04 DE AGOSTO DE 2022
CARPINEJAR
Crianças não podem mais andar sozinhas
Quando criança, desde os cinco anos, eu frequentava o armazém, sempre desacompanhado. Era escalado para trazer alguma compra de última hora pelos pais. Ou arroz, ou feijão, ou batatas, em especial quando recebíamos uma visita inesperada e tínhamos que aumentar as porções dos pratos.
Ninguém se preocupava com segurança. Eu caminhava livremente, ia e voltava a pé da escola. Brincava todo o dia na rua, de caçador, de amarelinha, de pião, de pega-pega, de esconde-esconde.
Hoje as crianças não podem nem mais andar sozinhas da sua casa para a padaria. Poucas quadras podem ser letais. Porque elas morrem. Elas são visadas por abusadores, são vítimas de psicopatas, são presas de uma crueldade inexplicável e desumana.
A menina Bárbara Vitória Lopes, de 10 anos, nunca voltou com o saco de pães para o jantar de domingo. Obediente, carinhosa, aluna da Escola Municipal Armando Ziller, esbanjava carisma com os moradores de seu bairro, Landi.
Precocemente responsável, cuidava dos seus irmãos mais novos, de um e três anos, enquanto os pais trabalhavam.
Na câmera do comércio, vestindo a camiseta 10 do Galo, ela acena com um tchau. Era um definitivo adeus. Seu sorriso não previu o perigo. Foi raptada durante o caminho de volta.
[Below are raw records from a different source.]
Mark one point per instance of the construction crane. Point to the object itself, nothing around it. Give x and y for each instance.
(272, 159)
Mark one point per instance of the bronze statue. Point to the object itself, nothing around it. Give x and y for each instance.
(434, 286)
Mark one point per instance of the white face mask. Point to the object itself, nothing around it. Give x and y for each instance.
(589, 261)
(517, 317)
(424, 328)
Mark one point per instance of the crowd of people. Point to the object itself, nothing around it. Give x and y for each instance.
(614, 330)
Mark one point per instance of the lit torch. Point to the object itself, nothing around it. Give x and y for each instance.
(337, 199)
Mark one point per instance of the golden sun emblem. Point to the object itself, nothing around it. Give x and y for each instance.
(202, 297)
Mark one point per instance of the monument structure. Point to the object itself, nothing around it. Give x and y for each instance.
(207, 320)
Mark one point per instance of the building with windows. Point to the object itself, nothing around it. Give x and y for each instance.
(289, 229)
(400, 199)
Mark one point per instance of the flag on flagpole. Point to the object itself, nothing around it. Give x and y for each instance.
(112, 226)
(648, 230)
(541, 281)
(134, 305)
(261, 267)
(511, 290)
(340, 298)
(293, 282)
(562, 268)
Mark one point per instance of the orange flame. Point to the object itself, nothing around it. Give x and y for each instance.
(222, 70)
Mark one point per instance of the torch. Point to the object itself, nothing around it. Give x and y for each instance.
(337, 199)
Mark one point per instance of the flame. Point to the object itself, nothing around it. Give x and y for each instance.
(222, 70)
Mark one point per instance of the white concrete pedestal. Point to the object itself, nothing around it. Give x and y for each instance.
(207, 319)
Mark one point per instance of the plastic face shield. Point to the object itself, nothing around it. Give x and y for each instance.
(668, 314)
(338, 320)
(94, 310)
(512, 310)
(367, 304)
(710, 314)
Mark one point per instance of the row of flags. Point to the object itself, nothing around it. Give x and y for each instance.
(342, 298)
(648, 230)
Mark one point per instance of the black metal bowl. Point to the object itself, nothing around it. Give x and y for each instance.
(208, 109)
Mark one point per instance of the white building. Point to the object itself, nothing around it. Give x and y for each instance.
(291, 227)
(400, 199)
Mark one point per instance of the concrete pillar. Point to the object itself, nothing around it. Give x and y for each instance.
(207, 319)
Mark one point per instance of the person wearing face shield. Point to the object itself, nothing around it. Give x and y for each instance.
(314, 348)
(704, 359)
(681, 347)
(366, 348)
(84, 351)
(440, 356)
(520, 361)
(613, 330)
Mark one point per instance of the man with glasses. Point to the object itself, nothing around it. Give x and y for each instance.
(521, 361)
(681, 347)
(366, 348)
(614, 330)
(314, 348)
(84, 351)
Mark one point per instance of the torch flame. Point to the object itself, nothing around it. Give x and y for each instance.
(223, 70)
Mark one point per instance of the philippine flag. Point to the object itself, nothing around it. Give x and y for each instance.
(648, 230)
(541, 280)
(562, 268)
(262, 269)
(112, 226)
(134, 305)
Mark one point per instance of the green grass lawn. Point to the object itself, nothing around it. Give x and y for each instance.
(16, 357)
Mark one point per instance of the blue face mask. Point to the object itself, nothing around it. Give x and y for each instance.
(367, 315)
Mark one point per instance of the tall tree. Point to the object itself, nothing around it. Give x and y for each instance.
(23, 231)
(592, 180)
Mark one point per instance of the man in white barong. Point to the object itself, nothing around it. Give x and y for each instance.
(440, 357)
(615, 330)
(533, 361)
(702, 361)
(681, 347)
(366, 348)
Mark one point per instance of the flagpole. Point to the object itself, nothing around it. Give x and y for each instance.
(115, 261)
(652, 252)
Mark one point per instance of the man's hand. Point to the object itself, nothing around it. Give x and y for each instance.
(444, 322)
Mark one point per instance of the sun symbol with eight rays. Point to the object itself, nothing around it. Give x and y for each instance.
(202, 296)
Não imaginava que seu corpo seria encontrado na manhã de terça-feira, logo num campo de futebol, que tanto adorava, em Ribeirão das Neves, na região metropolitana de Belo Horizonte (MG). Estava amarrada, com sinais de violência e enforcamento, atrás de uma das traves.
Quem a localizou disse que ela parecia uma boneca de tão pequena, encolhida, indefesa, frágil. Uma boneca carente de sua mãe, de sua menina. Eu fico envergonhado de existir. Não existe mais liberdade familiar, proteção da inocência, respeito inegociável pela pureza das crianças.
Há doentes soltos pela vizinhança, sem limites, pervertidos, pedófilos, procurando anjos distraídos para levar ao inferno. Não tem mais como passar pano, lustrar a impunidade.
Não tem mais como tolerar tais aberrações debaixo dos nossos narizes. Não tem como se acostumar com a podridão. Depois de um tempo num ambiente impregnado de crimes, não sentiremos mais o cheiro ruim. Perderemos também o olfato para o perfume.
Não tem como viver com medo, trancando os filhos nos quartos, desconfiando de todos que podem fazer algum serviço na residência. Bárbara Vitória não merece esse nosso mundo.